My goal in writing my reply was to help people hold on to their faith. Sometimes, I’ve been successful. Other times, not so much. So what happens when I’m not? How do we treat our friends, our family, our spouses who experience a faith crisis and come out of it with a very different perspective from the one they had before? If my wife were to tell me she is now an atheist, how would I respond?
From what I can see, in far too many instances, believers tend to respond in the worst possible way – with unkindness, with rejection, with rage and anger and isolation. Children are essentially disowned. Marriages end in bitter divorce. A Church built on a foundation of eternal families needs to find a way to heal the sharp divisions in the families here and now that include believers and non-believers alike. Right now, we don’t even seem to be looking for ways to cross the chasm. Instead, both sides head off in opposite directions and surround themselves with people who agree with them.
And really, why wouldn’t they? Why shouldn’t a non-believer look to find fellowship with like-minded people who aren’t telling them they’re evil demon hellspawn? And what kind of believer would be foolish enough to wade into the waters of exMormon Reddit? You know, other than me? (Yes, I’ve done that and rather enjoyed it, but, again, Jim Bennett Mormonism® is not for everyone.)
As I’ve reached out and tried to find my way to connect to people like Jeremy and John Dehlin, I’ve discovered that not only do we not have the tools to bridge the widening divide, we aren’t even looking for them. Furthermore, there is a growing faction within the Church that wants a smaller, “purer” Church where “Chapel Correlated Mormonism” becomes the only lived reality, albeit combined with a rancid mixture of bigotry, misogyny, and violence. The nastiest messages I receive now do not come from people who have left the Church; they come from DezNat, a Twitter faction that doubles down on the very worst aspects of Latter-day Saint culture. If Jeremy Runnells, John Dehlin, and DezNat were all in a police lineup where I was being forced to choose which one is a likely agent of Satan, neither Jeremy nor John would be my first or second choice.

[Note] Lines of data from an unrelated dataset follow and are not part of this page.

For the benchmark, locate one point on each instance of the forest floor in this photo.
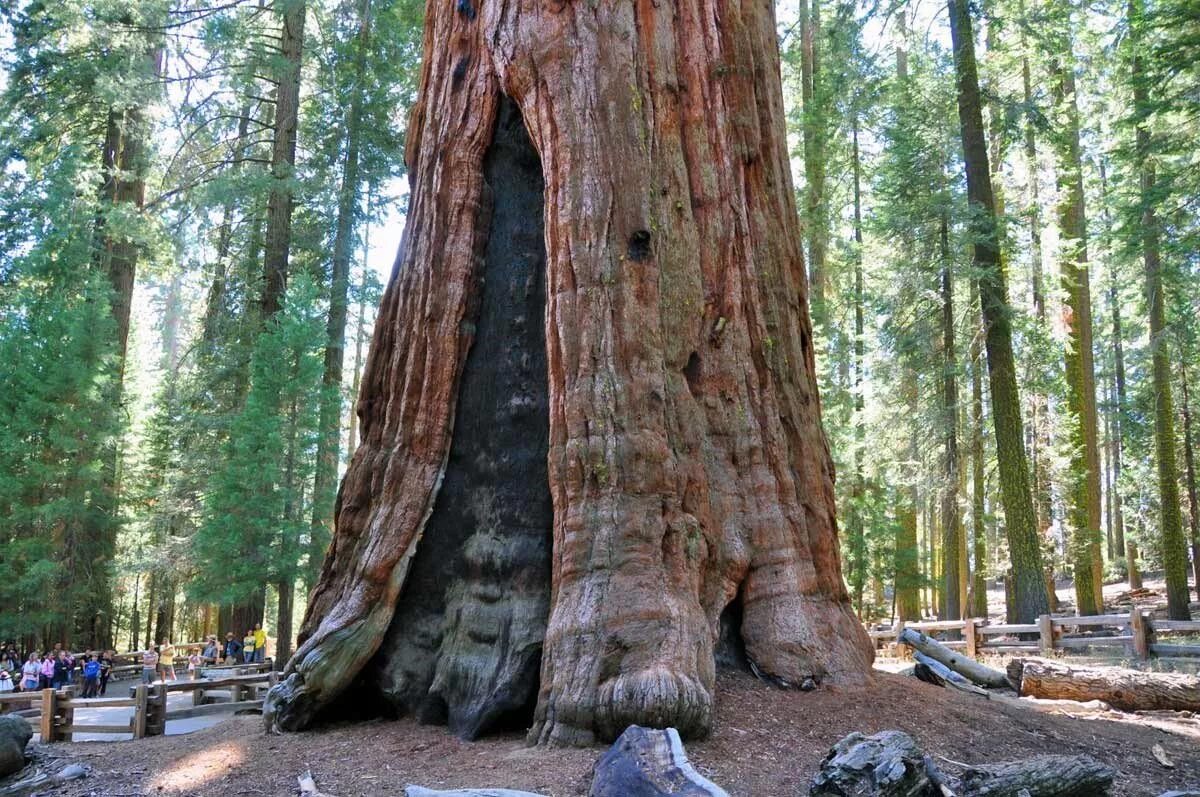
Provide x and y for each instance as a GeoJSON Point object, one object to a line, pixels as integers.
{"type": "Point", "coordinates": [767, 743]}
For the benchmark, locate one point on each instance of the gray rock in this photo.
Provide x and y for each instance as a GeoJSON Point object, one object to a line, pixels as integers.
{"type": "Point", "coordinates": [15, 735]}
{"type": "Point", "coordinates": [886, 765]}
{"type": "Point", "coordinates": [646, 762]}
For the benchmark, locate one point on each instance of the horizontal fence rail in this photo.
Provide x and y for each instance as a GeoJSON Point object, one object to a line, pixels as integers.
{"type": "Point", "coordinates": [1137, 634]}
{"type": "Point", "coordinates": [220, 690]}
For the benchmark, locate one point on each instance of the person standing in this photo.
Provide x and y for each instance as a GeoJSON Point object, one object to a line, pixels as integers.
{"type": "Point", "coordinates": [149, 665]}
{"type": "Point", "coordinates": [61, 671]}
{"type": "Point", "coordinates": [232, 648]}
{"type": "Point", "coordinates": [47, 671]}
{"type": "Point", "coordinates": [106, 670]}
{"type": "Point", "coordinates": [31, 673]}
{"type": "Point", "coordinates": [90, 676]}
{"type": "Point", "coordinates": [167, 654]}
{"type": "Point", "coordinates": [210, 651]}
{"type": "Point", "coordinates": [259, 642]}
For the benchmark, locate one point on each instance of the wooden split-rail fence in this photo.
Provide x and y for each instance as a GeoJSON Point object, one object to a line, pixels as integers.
{"type": "Point", "coordinates": [1137, 634]}
{"type": "Point", "coordinates": [53, 711]}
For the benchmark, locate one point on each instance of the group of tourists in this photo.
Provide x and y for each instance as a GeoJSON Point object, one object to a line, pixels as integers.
{"type": "Point", "coordinates": [159, 663]}
{"type": "Point", "coordinates": [54, 669]}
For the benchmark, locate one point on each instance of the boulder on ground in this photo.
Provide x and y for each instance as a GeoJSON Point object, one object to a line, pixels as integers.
{"type": "Point", "coordinates": [15, 735]}
{"type": "Point", "coordinates": [646, 762]}
{"type": "Point", "coordinates": [886, 765]}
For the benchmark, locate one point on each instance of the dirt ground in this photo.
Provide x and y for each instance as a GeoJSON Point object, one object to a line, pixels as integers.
{"type": "Point", "coordinates": [767, 743]}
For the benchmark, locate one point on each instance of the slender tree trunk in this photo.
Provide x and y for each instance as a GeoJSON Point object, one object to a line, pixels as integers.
{"type": "Point", "coordinates": [605, 187]}
{"type": "Point", "coordinates": [856, 526]}
{"type": "Point", "coordinates": [1189, 460]}
{"type": "Point", "coordinates": [1014, 479]}
{"type": "Point", "coordinates": [978, 505]}
{"type": "Point", "coordinates": [814, 106]}
{"type": "Point", "coordinates": [954, 579]}
{"type": "Point", "coordinates": [215, 303]}
{"type": "Point", "coordinates": [1084, 491]}
{"type": "Point", "coordinates": [1039, 435]}
{"type": "Point", "coordinates": [1117, 388]}
{"type": "Point", "coordinates": [352, 437]}
{"type": "Point", "coordinates": [330, 424]}
{"type": "Point", "coordinates": [281, 201]}
{"type": "Point", "coordinates": [1174, 546]}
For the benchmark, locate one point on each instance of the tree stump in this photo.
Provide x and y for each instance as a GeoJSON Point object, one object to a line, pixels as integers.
{"type": "Point", "coordinates": [886, 765]}
{"type": "Point", "coordinates": [591, 425]}
{"type": "Point", "coordinates": [646, 762]}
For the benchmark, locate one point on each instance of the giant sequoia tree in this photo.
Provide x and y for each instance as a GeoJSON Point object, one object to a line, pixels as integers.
{"type": "Point", "coordinates": [592, 459]}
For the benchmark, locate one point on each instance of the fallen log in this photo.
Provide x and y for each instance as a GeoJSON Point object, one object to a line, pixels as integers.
{"type": "Point", "coordinates": [1129, 690]}
{"type": "Point", "coordinates": [1043, 775]}
{"type": "Point", "coordinates": [937, 673]}
{"type": "Point", "coordinates": [43, 780]}
{"type": "Point", "coordinates": [979, 673]}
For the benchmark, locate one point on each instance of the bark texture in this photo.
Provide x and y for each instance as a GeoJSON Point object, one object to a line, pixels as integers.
{"type": "Point", "coordinates": [1129, 690]}
{"type": "Point", "coordinates": [685, 465]}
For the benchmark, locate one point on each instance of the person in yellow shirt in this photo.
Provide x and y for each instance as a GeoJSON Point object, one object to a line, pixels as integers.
{"type": "Point", "coordinates": [167, 660]}
{"type": "Point", "coordinates": [259, 642]}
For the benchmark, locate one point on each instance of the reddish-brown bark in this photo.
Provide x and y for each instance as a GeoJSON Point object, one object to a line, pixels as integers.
{"type": "Point", "coordinates": [687, 463]}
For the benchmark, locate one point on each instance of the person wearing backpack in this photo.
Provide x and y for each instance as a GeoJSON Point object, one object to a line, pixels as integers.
{"type": "Point", "coordinates": [90, 677]}
{"type": "Point", "coordinates": [31, 673]}
{"type": "Point", "coordinates": [106, 670]}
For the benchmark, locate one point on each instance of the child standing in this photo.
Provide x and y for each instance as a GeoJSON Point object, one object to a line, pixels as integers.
{"type": "Point", "coordinates": [247, 647]}
{"type": "Point", "coordinates": [193, 664]}
{"type": "Point", "coordinates": [106, 669]}
{"type": "Point", "coordinates": [90, 677]}
{"type": "Point", "coordinates": [47, 671]}
{"type": "Point", "coordinates": [31, 673]}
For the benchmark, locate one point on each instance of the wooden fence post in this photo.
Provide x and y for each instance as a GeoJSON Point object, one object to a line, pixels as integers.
{"type": "Point", "coordinates": [1045, 633]}
{"type": "Point", "coordinates": [139, 712]}
{"type": "Point", "coordinates": [157, 721]}
{"type": "Point", "coordinates": [969, 634]}
{"type": "Point", "coordinates": [48, 711]}
{"type": "Point", "coordinates": [1140, 634]}
{"type": "Point", "coordinates": [64, 732]}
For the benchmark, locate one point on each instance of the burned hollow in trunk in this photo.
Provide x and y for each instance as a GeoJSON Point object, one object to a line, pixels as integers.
{"type": "Point", "coordinates": [465, 643]}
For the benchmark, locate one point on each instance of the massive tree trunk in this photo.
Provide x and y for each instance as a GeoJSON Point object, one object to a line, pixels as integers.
{"type": "Point", "coordinates": [622, 207]}
{"type": "Point", "coordinates": [1175, 556]}
{"type": "Point", "coordinates": [1029, 589]}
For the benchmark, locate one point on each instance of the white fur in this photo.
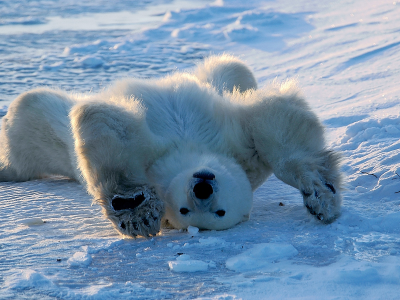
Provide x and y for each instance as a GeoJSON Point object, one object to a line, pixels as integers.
{"type": "Point", "coordinates": [145, 139]}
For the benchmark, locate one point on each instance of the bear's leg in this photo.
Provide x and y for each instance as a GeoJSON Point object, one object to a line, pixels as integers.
{"type": "Point", "coordinates": [289, 138]}
{"type": "Point", "coordinates": [226, 73]}
{"type": "Point", "coordinates": [114, 147]}
{"type": "Point", "coordinates": [35, 139]}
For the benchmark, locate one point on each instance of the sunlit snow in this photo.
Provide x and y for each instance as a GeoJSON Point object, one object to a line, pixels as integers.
{"type": "Point", "coordinates": [345, 54]}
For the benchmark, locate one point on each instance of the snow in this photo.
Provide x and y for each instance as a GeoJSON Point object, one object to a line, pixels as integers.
{"type": "Point", "coordinates": [55, 245]}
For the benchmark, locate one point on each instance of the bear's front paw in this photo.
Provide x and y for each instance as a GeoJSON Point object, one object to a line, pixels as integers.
{"type": "Point", "coordinates": [322, 200]}
{"type": "Point", "coordinates": [137, 213]}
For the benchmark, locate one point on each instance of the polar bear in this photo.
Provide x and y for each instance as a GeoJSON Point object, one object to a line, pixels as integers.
{"type": "Point", "coordinates": [186, 149]}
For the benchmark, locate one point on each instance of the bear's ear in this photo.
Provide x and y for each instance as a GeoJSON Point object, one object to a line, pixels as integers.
{"type": "Point", "coordinates": [226, 73]}
{"type": "Point", "coordinates": [113, 146]}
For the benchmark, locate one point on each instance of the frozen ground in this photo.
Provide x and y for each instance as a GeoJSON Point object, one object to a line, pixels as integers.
{"type": "Point", "coordinates": [345, 54]}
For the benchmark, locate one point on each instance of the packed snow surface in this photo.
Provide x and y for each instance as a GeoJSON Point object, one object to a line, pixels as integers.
{"type": "Point", "coordinates": [345, 54]}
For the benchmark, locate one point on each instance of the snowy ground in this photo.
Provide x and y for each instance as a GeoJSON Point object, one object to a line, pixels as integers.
{"type": "Point", "coordinates": [345, 55]}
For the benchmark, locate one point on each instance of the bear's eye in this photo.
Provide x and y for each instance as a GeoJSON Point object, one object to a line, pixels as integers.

Jeremy Runnells, then, has introduced me to an entirely new conversation. It’s a conversation between those in the Church and those who have left it, or are on the way out. It’s a conversation that is even now quietly taking place in thousands of mixed-faith marriages struggling to survive. It’s the legions of tear-filled conversations between an early-return missionary and their furiously disappointed parents. It’s the terror preceding the conversation between a gay teenager planning to tell his bishop father that he isn’t going to go on a mission. And it’s the heartbreaking conversation that adult children have with their elderly parents when they tell them they simply aren’t going to Church anymore.
There are good people in this Church, and there are times when conversations like these go well. But there are far, far, far too many times where they do not.
These are the kinds of conversations that Jeremy has introduced me to, and they are the kinds of conversations that interest me now. So as Jeremy’s Jim Bennett Mormonism® debunking project revisits the various rabbit holes of View of the Hebrews and Egyptian funeral papyri et al, you are welcome to join him. For my part, I want to move forward in the conversation to which Jeremy has introduced me, and for which I owe him a great deal. I hope he will continue to be a part of it.